626When a person’s offense is minor, admonishment is sometimes called for, but at other times it may be unnecessary, for there are those who may correct themselves without being told. Reprove a person for slander when necessary, so that you can forestall for both of you the consequences of an offense. Then, you should forgive that person. The point is that even minor slanders may lead to serious ones, and then the effects one must suffer would be far worse. This is [what Chang-an means when he writes], “One who rids the offender of evil is acting as his parent.”4
Many such examples of slander are also found among Nichiren’s disciples and lay believers. I am sure that you have heard about the lay priest Ichinosawa. Privately he is considered one of Nichiren’s followers, but publicly he still remains in the Nembutsu school. What should be done about his next life? Nevertheless, I have presented him with the ten volumes of the Lotus Sutra.5
Strengthen your faith now more than ever. Anyone who teaches the principles of Buddhism to others is bound to incur hatred from men and women, priests and nuns. Let them say what they will. Entrust yourself to the golden teachings of the Lotus Sutra, Shakyamuni Buddha, T’ien-t’ai, Miao-lo, Dengyō, and Chang-an. This is what is signified by the expression, “practicing according to the Buddha’s teachings.” The Lotus Sutra reads, “If in that fearful age one can preach this sutra for even a moment, [one will deserve to receive alms from all heavenly and human beings].”6 This passage explains that in the evil age of the Latter Day of the Law, when evil persons stained by the three poisons prevail, anyone who believes in and upholds the correct teaching, for even a short time, will receive offerings from heavenly and human beings.

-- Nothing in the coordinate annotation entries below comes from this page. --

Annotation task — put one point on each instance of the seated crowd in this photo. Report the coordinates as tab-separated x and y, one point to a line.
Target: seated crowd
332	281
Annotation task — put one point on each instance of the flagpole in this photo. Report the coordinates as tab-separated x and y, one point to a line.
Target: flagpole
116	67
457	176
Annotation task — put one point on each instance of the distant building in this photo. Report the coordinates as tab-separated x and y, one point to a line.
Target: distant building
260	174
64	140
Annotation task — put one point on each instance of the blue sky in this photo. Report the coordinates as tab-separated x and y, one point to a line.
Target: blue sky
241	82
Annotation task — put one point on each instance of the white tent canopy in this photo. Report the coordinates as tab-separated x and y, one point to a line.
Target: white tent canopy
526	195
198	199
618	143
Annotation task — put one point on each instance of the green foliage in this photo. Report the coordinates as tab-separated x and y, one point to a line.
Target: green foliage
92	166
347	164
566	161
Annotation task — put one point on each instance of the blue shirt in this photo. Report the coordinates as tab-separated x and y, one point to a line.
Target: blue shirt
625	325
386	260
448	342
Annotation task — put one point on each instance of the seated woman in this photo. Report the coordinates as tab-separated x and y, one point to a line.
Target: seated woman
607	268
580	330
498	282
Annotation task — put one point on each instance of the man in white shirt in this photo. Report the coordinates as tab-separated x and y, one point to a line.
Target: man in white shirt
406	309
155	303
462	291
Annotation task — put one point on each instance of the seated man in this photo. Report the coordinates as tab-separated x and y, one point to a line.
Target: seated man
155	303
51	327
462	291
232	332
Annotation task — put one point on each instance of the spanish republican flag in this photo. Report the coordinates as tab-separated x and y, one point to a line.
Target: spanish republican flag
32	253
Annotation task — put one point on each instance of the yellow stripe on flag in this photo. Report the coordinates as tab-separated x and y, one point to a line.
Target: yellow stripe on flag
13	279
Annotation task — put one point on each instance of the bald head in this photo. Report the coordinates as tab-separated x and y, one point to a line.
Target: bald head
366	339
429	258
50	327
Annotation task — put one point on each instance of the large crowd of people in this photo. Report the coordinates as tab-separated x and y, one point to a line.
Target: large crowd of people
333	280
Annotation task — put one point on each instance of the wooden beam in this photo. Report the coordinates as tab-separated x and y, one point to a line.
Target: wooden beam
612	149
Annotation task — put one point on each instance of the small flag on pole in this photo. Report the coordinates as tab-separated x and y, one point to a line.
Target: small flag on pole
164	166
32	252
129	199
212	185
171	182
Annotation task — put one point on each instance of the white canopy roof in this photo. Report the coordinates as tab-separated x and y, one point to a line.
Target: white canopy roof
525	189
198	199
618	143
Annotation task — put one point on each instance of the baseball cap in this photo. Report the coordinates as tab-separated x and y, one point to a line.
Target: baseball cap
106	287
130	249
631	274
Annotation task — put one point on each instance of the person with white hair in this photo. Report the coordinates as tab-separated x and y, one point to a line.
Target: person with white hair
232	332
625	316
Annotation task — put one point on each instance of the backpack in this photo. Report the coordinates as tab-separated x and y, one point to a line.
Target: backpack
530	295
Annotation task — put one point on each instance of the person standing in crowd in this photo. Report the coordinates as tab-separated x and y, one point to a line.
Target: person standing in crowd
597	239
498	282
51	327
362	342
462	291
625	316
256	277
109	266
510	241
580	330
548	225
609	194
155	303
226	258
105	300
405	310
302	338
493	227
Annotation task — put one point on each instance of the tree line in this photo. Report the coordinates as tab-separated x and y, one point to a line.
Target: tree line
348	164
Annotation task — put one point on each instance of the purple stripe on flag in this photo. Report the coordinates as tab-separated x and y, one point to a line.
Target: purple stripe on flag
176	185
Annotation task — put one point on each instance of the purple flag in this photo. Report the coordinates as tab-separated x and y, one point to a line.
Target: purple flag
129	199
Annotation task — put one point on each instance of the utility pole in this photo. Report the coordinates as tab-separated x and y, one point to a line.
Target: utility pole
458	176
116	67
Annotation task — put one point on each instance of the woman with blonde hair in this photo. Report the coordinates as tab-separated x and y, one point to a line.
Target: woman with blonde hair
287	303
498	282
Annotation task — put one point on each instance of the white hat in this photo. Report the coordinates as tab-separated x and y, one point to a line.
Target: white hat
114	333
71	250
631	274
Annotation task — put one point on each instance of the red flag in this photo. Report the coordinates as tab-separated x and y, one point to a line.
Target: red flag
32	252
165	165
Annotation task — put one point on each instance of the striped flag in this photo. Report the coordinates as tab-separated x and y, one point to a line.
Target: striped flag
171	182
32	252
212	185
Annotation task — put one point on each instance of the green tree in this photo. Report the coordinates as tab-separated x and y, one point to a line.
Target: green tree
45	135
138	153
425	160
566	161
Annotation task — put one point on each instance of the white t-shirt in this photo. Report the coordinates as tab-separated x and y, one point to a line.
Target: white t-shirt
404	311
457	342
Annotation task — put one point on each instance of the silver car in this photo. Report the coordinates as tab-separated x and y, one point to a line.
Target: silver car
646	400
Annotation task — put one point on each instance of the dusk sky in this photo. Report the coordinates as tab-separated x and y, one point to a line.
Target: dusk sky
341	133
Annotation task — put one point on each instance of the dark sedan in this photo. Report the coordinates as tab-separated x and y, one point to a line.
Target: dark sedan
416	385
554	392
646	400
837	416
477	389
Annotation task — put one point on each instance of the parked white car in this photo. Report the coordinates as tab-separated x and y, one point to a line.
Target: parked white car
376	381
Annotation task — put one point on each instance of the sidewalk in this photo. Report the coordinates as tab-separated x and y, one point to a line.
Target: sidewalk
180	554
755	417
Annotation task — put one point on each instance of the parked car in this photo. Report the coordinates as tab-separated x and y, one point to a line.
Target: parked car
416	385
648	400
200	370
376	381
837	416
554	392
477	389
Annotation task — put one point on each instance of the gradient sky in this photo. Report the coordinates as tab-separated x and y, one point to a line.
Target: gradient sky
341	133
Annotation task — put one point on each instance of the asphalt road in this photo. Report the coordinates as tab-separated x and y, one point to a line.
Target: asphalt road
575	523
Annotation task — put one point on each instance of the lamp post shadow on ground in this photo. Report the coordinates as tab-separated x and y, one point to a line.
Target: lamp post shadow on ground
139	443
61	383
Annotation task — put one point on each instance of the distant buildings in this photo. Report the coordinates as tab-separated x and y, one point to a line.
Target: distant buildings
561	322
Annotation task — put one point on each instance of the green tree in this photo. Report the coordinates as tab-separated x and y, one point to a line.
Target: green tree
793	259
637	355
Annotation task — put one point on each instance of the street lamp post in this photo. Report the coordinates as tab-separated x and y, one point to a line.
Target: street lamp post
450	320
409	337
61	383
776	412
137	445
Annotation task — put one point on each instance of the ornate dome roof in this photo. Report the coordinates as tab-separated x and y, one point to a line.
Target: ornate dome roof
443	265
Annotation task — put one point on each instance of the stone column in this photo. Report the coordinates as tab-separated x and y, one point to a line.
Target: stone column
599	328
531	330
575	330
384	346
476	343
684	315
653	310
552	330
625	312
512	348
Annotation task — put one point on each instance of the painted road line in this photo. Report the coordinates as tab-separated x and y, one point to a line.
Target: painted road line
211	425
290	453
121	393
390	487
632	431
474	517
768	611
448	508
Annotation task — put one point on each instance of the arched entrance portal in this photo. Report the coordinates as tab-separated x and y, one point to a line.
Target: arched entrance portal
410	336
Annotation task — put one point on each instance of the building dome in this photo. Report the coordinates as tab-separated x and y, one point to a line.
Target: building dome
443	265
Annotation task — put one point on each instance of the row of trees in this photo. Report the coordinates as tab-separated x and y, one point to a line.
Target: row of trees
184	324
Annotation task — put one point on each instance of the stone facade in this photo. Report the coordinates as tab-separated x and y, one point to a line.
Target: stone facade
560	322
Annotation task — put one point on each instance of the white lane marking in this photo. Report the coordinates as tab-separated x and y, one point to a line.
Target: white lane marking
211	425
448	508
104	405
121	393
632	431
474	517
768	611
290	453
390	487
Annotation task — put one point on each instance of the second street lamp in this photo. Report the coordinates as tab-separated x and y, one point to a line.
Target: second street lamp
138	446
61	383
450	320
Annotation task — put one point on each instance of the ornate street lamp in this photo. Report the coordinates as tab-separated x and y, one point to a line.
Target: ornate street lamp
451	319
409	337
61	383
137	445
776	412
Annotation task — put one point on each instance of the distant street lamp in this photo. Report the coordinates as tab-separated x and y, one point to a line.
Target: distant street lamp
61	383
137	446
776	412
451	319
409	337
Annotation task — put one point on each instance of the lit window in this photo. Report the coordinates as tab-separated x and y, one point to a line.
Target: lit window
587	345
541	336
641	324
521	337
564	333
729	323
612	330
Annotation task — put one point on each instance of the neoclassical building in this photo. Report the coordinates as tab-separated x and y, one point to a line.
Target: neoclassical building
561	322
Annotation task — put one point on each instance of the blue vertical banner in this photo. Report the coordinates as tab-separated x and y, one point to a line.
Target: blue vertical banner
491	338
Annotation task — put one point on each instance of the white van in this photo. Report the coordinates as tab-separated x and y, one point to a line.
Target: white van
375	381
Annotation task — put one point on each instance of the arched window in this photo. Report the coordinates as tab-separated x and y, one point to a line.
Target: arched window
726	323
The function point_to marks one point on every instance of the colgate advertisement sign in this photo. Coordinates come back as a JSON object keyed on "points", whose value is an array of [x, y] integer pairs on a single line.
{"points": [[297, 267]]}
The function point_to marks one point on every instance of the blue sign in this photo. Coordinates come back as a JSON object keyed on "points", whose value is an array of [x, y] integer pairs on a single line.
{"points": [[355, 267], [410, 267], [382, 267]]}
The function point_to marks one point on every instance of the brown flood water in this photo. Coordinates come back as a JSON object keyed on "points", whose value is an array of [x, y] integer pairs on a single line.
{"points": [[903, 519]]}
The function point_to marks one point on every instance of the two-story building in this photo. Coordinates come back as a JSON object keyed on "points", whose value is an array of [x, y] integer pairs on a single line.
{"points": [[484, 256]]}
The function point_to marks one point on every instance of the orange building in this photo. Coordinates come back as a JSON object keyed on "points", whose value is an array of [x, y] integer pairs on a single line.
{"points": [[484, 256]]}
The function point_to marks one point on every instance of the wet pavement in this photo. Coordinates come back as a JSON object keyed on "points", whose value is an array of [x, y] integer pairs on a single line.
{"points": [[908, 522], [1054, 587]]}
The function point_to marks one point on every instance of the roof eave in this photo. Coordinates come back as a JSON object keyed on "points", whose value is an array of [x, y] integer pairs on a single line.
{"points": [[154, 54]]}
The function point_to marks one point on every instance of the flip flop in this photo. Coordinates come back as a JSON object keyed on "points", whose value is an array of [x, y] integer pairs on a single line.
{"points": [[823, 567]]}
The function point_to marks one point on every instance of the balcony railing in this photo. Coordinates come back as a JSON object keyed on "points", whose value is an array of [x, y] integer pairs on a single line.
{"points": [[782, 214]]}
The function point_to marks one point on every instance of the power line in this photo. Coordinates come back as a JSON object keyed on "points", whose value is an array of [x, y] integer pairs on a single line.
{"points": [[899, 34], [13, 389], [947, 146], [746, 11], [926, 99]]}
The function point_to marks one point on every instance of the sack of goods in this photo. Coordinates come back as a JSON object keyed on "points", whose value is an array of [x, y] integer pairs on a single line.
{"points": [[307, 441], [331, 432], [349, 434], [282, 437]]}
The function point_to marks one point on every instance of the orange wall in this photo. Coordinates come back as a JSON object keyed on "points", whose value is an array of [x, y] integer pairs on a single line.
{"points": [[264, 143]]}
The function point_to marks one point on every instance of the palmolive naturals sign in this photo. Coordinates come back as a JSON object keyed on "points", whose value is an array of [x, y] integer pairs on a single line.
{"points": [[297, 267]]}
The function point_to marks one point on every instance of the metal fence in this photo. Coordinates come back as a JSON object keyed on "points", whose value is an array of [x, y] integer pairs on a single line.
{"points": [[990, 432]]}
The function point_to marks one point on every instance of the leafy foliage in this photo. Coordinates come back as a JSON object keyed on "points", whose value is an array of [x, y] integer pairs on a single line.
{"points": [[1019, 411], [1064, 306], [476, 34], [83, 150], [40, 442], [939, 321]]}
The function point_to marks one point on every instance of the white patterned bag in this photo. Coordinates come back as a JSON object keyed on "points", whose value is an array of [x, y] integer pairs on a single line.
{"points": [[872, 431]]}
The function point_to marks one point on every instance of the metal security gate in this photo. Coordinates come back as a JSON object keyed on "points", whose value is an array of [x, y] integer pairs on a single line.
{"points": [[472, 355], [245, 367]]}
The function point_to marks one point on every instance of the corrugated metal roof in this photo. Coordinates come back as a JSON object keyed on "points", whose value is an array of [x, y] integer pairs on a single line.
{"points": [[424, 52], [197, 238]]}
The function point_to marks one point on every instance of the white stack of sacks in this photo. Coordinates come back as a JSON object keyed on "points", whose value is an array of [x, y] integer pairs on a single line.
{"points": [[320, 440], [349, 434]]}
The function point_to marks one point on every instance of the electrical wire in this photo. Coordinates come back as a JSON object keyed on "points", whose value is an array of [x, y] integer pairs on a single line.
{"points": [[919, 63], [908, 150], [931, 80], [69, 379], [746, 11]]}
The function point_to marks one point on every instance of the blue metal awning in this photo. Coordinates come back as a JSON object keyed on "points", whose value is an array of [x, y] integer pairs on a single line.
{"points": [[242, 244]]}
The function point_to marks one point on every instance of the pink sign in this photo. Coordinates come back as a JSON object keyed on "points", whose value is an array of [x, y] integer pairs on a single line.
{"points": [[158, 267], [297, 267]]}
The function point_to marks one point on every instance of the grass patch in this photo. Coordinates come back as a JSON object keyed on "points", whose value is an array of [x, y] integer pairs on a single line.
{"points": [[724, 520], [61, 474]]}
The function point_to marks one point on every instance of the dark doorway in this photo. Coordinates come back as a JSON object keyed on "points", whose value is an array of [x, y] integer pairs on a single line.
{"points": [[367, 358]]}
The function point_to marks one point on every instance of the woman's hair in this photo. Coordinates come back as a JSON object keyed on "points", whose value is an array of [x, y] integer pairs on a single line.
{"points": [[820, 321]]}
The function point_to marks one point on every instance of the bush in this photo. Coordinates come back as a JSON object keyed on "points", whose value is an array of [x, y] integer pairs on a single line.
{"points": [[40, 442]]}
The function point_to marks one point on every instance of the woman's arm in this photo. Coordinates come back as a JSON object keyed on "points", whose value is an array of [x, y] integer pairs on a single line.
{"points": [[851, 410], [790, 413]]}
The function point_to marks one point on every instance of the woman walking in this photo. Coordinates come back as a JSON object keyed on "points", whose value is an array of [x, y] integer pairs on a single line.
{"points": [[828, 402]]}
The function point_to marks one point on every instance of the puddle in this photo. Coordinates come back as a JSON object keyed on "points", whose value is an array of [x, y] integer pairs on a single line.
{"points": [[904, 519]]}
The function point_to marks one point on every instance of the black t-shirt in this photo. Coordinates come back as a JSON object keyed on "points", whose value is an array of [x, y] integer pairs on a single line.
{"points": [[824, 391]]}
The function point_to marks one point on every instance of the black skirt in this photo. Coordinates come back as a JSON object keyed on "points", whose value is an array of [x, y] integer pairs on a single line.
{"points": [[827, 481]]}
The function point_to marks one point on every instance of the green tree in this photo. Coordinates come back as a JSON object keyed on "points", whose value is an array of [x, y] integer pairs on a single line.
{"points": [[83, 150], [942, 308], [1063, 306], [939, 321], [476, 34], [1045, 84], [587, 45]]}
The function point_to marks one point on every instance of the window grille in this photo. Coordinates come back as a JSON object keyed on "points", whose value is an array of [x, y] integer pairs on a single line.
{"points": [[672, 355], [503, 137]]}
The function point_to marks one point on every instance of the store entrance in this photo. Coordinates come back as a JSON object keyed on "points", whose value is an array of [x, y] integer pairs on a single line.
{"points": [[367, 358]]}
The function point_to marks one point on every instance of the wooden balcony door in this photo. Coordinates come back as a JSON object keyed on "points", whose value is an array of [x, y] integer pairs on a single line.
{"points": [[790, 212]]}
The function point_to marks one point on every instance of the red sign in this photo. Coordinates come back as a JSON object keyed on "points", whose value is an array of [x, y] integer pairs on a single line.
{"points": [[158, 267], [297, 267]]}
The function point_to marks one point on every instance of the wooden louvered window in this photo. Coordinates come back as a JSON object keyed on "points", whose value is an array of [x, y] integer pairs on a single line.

Now you should make a great vow and pray for your next life. If you are disbelieving or slander the correct teaching even in the slightest, you will certainly fall into the great citadel of the hell of incessant suffering. Suppose there is a ship that sails on the open sea. Though the ship is stoutly built, if it is flooded by a leak, those on the ship are sure to drown together. Though the embankment between rice fields is firm, if there is an ant hole in it, then surely, in the long run, it will not remain full of water. Bail the seawater of slander and disbelief out of the ship of your life, and solidify the embankments of your faith. If a believer’s offense is slight, overlook it, and lead that person to obtain benefits. If it is serious, encourage him to strengthen his faith so that he can expiate the sin.
You are indeed an unusual woman since you asked me to explain the effects of various degrees of slander. You are every bit as praiseworthy as the dragon king’s daughter when she said, “I unfold the doctrines of the great vehicle to rescue living beings from suffering.”7 The Lotus Sutra reads, “If one can ask about its meaning, that will be difficult indeed!”8 There are very few people who inquire about the meaning of the Lotus Sutra. Always be determined to denounce slander against the correct teaching to the best of your ability. It is indeed wonderful that you should be helping me reveal my teachings.